Terms & Conditions
PRICES AND TERMS
- These Terms and Conditions of Sale, and the terms and specifications set forth on the accompanying Invoice and/or Price Quote (“Order Documents”), constitute the entire agreement (“Agreement”) between AEIR, Inc. (“AEIR”) and Buyer identified on the Order Documents for sale of cosmetics described in this Agreement (“Products”). Buyer’s use or Products and warranties for any Products provided by AEIR is governed solely by the terms of this Agreement.
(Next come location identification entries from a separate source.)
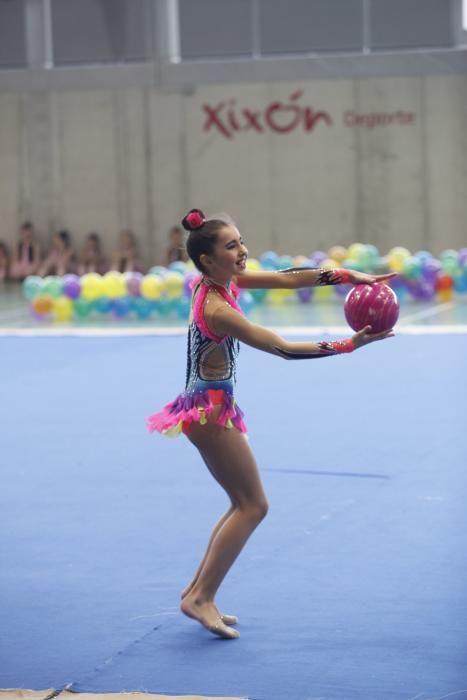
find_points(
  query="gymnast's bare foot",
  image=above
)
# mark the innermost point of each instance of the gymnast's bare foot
(227, 619)
(207, 615)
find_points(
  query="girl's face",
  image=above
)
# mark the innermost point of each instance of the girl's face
(229, 255)
(58, 243)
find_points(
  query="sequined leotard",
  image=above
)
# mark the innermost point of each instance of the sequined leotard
(210, 375)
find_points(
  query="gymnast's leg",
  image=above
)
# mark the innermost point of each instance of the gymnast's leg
(230, 460)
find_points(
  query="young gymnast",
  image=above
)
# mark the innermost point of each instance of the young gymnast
(207, 413)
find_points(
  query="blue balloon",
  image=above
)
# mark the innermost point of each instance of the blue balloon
(269, 260)
(183, 307)
(142, 307)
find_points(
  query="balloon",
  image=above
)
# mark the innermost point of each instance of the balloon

- This Agreement supersedes any conflicting or additional terms in any other agreement, whether oral or in writing, related in any way to this Agreement or Products, including without limitation Buyer’s or third-party purchase orders or warranties. AEIR objects to and rejects any other agreement or offer of terms (including without limitation any separate Buyer P.O., which is identified solely for convenience in the Order Documents) that differs in any way from this Agreement’s terms, unless AEIR expressly accepts such terms in a separate signed writing.
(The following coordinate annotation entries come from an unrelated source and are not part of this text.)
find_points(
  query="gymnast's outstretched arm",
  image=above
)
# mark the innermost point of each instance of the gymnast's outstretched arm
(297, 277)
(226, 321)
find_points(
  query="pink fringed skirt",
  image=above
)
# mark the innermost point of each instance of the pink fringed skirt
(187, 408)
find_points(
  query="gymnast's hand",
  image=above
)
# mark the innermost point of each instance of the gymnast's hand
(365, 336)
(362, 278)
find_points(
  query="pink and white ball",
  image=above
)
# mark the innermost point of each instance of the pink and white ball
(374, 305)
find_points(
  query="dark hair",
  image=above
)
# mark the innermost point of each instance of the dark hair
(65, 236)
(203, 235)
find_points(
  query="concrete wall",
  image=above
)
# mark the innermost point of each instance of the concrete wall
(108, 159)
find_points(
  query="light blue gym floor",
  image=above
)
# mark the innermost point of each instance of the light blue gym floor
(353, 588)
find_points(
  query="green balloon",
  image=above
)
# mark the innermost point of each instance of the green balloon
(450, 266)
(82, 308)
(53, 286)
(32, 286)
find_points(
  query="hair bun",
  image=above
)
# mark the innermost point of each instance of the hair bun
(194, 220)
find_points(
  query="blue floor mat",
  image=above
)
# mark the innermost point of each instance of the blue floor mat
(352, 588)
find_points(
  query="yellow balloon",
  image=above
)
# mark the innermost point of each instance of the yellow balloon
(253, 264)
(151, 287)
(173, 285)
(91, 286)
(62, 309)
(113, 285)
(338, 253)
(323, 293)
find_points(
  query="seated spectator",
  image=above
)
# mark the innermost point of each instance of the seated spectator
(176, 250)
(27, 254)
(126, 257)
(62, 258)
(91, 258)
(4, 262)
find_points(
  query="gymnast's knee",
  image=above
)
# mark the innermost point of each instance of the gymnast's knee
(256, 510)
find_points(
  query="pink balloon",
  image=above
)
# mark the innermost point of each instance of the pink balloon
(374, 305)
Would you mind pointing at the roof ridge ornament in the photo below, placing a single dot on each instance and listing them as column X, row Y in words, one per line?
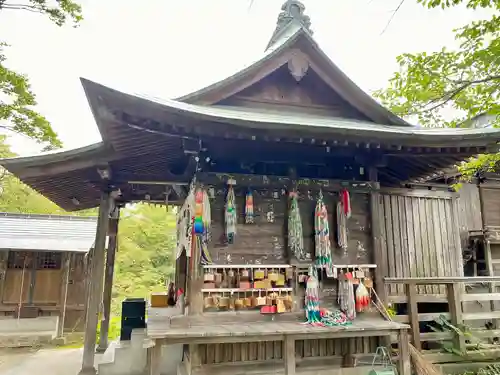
column 291, row 10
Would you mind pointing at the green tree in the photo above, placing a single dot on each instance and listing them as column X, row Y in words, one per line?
column 466, row 80
column 145, row 258
column 17, row 113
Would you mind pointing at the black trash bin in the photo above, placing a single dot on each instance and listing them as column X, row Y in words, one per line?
column 133, row 316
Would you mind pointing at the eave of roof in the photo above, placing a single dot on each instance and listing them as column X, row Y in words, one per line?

- Terms of payment are net upon delivery of any of Products, unless expressly provided otherwise in the Order Documents.
- A service charge of one and one-half (1%) percent per month will apply to any balance not paid by Buyer when due.
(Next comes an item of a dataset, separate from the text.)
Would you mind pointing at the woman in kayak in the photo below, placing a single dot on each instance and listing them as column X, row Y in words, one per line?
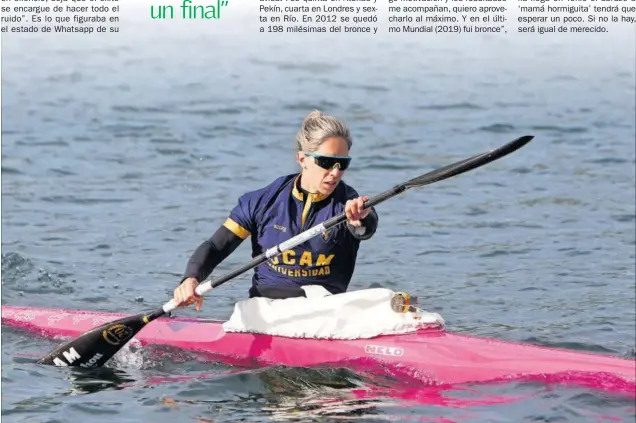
column 286, row 207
SPECIFICATIONS, INSPECTION AND ACCEPTANCE:
- Any and all specifications related to the manufacture, features, capabilities and performance of Products are fully set forth in this Agreement.
- Buyer must examine the Products immediately upon receipt. Any shortages or missing or damaged items must be reported to AEIR promptly. Buyer waives any claim for damaged or missing items if made more than seven (7) days after the date of delivery.
- As to any visible defects, Buyer’s binding acceptance of Products shall be deemed to occur no later than the earliest of (i) Buyer’s use of Products, or (ii) 30 days after delivery of Products.
- Buyer’s acceptance of Products shall serve as Buyer’s affirmation that Hardware conforms fully to all terms of this Agreement.
TERMINATION & RETURNED HARDWARE:
- Once accepted by AEIR, this Agreement is not subject to termination unless agreed by AEIR in writing.
- No Product may be returned without prior written authorization from AEIR.
DISCLAIMER OF WARRANTIES, Limited Warranty, AND LIMIT OF LIABILITY:
- AEIR warrants the products listed in the Order Documents to be free from defects in materials and workmanship under normal and proper usage for 24 months from the date of the original purchase shipment. This limited warranty does not cover damage due to misuse, or care not in accordance with reasonable precautions.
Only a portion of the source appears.